I can only offer my condolences to his family, friends and all who loved him. It was a sad day for me personally and a great loss to the left. But perhaps he is up there with the angels, inspiring them to form their first ever soviet and go on strike.
Dave Craig
RDG
Loss for all socialists
Paul Foot was a inspiration and encouragement to many leftwing journalists. His 1980s columns in the Daily Mirror remain to this day an object lesson in how to get socialist ideas over to a mass audience. I still have many of the clippings.
I am fortunate enough to have gotten to know him a little in his final years, and to have talked him into writing a foreword for my first book.

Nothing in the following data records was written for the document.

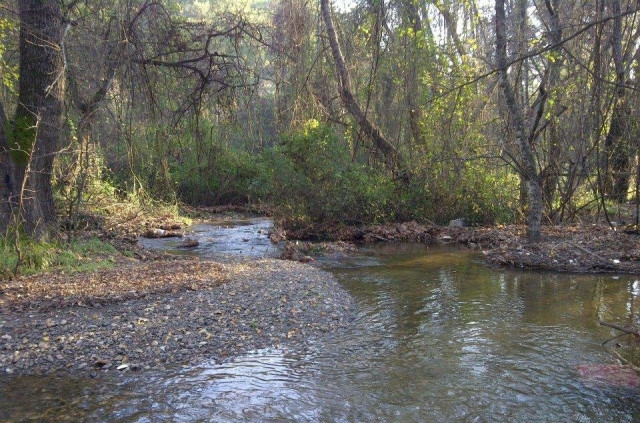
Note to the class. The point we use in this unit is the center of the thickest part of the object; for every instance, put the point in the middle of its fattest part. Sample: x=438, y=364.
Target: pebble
x=266, y=302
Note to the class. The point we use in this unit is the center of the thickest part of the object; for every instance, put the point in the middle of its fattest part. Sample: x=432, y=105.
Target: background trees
x=498, y=110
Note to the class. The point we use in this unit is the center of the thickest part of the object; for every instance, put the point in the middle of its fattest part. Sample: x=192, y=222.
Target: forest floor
x=154, y=309
x=591, y=248
x=164, y=313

I only hope my adolescent-style hero-worship for the man was not too embarrassingly apparent when I was in his company.
His death is a loss for socialists of all stripes. Condolences to Clare and their daughter.
Dave Osler
Invigorating support
Paul came from a different class background than myself, but never once faltered in his solidarity with working class people such as me and mine. He not only respected us, but rejoiced in our small victories, when we were able to gain better wages or conditions, and felt heartily sick when we suffered defeats. I can think of few others from his class background who supported with such confidence working class people in struggle.
Paul in his writing and politics never belittled, insulted or degraded workers. On the contrary, his every word invigorated us, gave us support and encouraged us to believe that ordinary working class people could play a major role in building a just nation, based on equality.
Mick Hall
Comradely legacy
I campaigned alongside Paul Foot for just three years when he was a local council and mayoral candidate in Hackney, as well as the editor of the Hackney Socialist Alliance newspaper.

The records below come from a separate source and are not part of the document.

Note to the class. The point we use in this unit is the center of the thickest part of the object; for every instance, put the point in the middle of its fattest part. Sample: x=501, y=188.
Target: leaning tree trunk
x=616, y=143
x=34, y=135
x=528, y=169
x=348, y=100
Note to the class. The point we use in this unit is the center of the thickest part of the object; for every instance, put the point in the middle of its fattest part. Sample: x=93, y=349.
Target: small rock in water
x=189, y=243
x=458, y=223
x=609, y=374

Paul led the line for our class against theirs. As editor of our fledgling publication he showed how an enormously experienced Marxist can work collectively with others, new hands and old, on the basis of friendship, equality and honesty. The gap left for Respect in Hackney by Paul’s untimely death is huge, but one of Paul’s legacies is the confidence he showed in those whom he worked alongside.
It is with this confidence, and with the memory of Paul’s fighting spirit, that I - and I know many others in Hackney - will continue to carry forward the socialist cause that he exemplified, both in his campaigns and comradely relations with all of us.